What is $\Delta\frac{1}{|\mathbf{x}|^2}$, as a distribution?

Taking Fourier transform, we have

$$ \left( \Delta \frac{1}{|x|^{2}} \right)^{\wedge}(\xi) = -|\xi|^{2} \left( \frac{1}{|x|^{2}} \right)^{\wedge}(\xi). $$

Indeed, for any $\varphi \in \mathcal{S}(\Bbb{R}^{3})$,

\begin{align*} \langle (\Delta |x|^{-2})^{\wedge}, \varphi \rangle &= \langle \Delta |\xi|^{-2}, \hat{\varphi}(\xi) \rangle = \langle |\xi|^{-2}, \Delta \hat{\varphi}(\xi) \rangle = \langle |\xi|^{-2}, - (|x|^{2}\varphi)^{\wedge}(\xi) \rangle \\ &= - \langle (|x|^{-2})^{\wedge}(\xi), |\xi|^{2}\varphi(\xi) \rangle = - \langle |\xi|^{2} (|x|^{-2})^{\wedge}(\xi), \varphi(\xi) \rangle. \end{align*}

But we have

\begin{align*} \left( \frac{1}{|x|^{2}} \right)^{\wedge}(\xi) &= \int_{\Bbb{R}^{3}} \frac{e^{-i\xi\cdot x}}{|x|^{2}} \, dx = \int_{0}^{\infty} \int_{S^{2}} e^{-i\xi\cdot r \omega} d\sigma_{\omega} dr \\ &= \int_{0}^{\infty} \int_{0}^{2\pi} \int_{0}^{\pi} e^{-i|\xi| r \cos\phi} \sin\phi \, d\phi d\theta dr \\ &= 2\pi \int_{0}^{\infty} \int_{-1}^{t} e^{i|\xi| r t}\, dt dr \qquad (t = -\cos\phi) \\ &= \frac{4\pi}{|\xi|} \int_{0}^{\infty} \frac{\sin |\xi|r}{r} \, dt = \frac{2\pi^{2}}{|\xi|}. \end{align*}

So it follows that

$$ \left( \Delta \frac{1}{|x|^{2}} \right)^{\wedge}(\xi) = -|\xi|^{2} \left( \frac{1}{|x|^{2}} \right)^{\wedge}(\xi) = -2\pi^{2} |\xi| $$

and hence

$$ \Delta \frac{1}{|x|^{2}} = -2\pi^{2} \sqrt{-\Delta} \delta_{0}. $$

The relevant distribution theory here was surely known long before L. Schwartz, but he certainly fully legitimized it, and a bit of further work by A. Grothendieck on holomorphic vector-valued functions (e.g., distribution-valued functions) makes the following viewpoint completely rigorous. Gelfand-Shilov's "Generalized Functions" volume I does such things, and many more complicated ones, at length.

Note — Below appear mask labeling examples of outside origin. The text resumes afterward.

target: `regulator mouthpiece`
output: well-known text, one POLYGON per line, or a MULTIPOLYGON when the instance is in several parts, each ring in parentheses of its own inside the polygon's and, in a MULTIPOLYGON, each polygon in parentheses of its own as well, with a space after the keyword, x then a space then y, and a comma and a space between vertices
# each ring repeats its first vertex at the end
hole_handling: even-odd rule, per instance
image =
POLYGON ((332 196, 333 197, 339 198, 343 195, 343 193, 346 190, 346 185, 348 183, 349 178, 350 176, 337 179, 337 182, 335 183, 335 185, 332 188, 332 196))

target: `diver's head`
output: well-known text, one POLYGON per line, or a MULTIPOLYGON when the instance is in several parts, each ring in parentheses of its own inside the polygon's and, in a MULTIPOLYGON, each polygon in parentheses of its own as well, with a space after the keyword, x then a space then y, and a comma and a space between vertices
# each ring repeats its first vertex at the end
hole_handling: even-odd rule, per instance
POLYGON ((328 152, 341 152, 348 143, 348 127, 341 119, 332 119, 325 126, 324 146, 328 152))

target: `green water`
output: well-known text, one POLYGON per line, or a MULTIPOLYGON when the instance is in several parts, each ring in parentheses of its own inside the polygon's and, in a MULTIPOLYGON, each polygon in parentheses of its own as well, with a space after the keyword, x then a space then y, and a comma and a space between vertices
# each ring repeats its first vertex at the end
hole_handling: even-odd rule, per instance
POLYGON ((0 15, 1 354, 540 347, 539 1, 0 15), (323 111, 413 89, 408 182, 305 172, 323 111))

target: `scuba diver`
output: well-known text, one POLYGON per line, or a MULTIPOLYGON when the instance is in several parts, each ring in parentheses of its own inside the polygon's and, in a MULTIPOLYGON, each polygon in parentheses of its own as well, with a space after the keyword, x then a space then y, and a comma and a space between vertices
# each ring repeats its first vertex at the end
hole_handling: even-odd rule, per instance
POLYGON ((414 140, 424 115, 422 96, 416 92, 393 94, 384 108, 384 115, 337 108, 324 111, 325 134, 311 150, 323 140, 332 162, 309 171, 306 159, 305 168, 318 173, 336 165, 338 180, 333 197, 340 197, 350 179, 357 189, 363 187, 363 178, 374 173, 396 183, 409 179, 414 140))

For $\Re(s)>2$, on $\mathbb R^n$, $\Delta |x|^s = s(s+n-2)\cdot |x|^{s-2}$, noting that the right-hand side is locally integrable, hence, gives a distribution by integration-against-it.

This relation also gives the meromorphic continuation of the distribution $|x|^s$, by dividing through by $s(s+n-2)$ and replacing $s$ by $s+2$, and induction: $|x|^s=(\Delta |x|^{s+2})/(s+2)(s+n)$. Since $|x|^{s+2}$ is locally integrable for $\Re(s)>-n$, for $n>2$ there is in fact no pole at $s=-2$, and the first pole is at $s=-n$.

The first pole of that meromorphic family of distributions at $s=-n$ can be shown to be a constant multiple (depending on dimension $n$) of Dirac $\delta$ by applying $|x|^s$ to $e^{-\pi |x|^2}$ (for example) and looking at the numerical meromorphic continuation... and regularizing a general $f$ by $f-f(0)\cdot e^{-\pi |x|^2}$...

For $n=3$, the first pole is at $s=-3$, with residue a multiple of $\delta$. The relation above shows that there is no pole at $s=-4$ for $n=3$, so we'd imagine that the value is a constant multiple of $|x|^{-4}$. However this is not a locally integrable function! At this point, one might think of J. Hadamard's "finite part" trick, which is to integrate by parts and ignore the terms that blow up. In fact, as Riesz showed a few years later, this is the same outcome as by analytic continuation. So one has a choice about how to present that distribution. Yes, for $f$ vanishing sufficiently at $0$, it is just (a constant multiple of) integration against $|x|^{-4}$.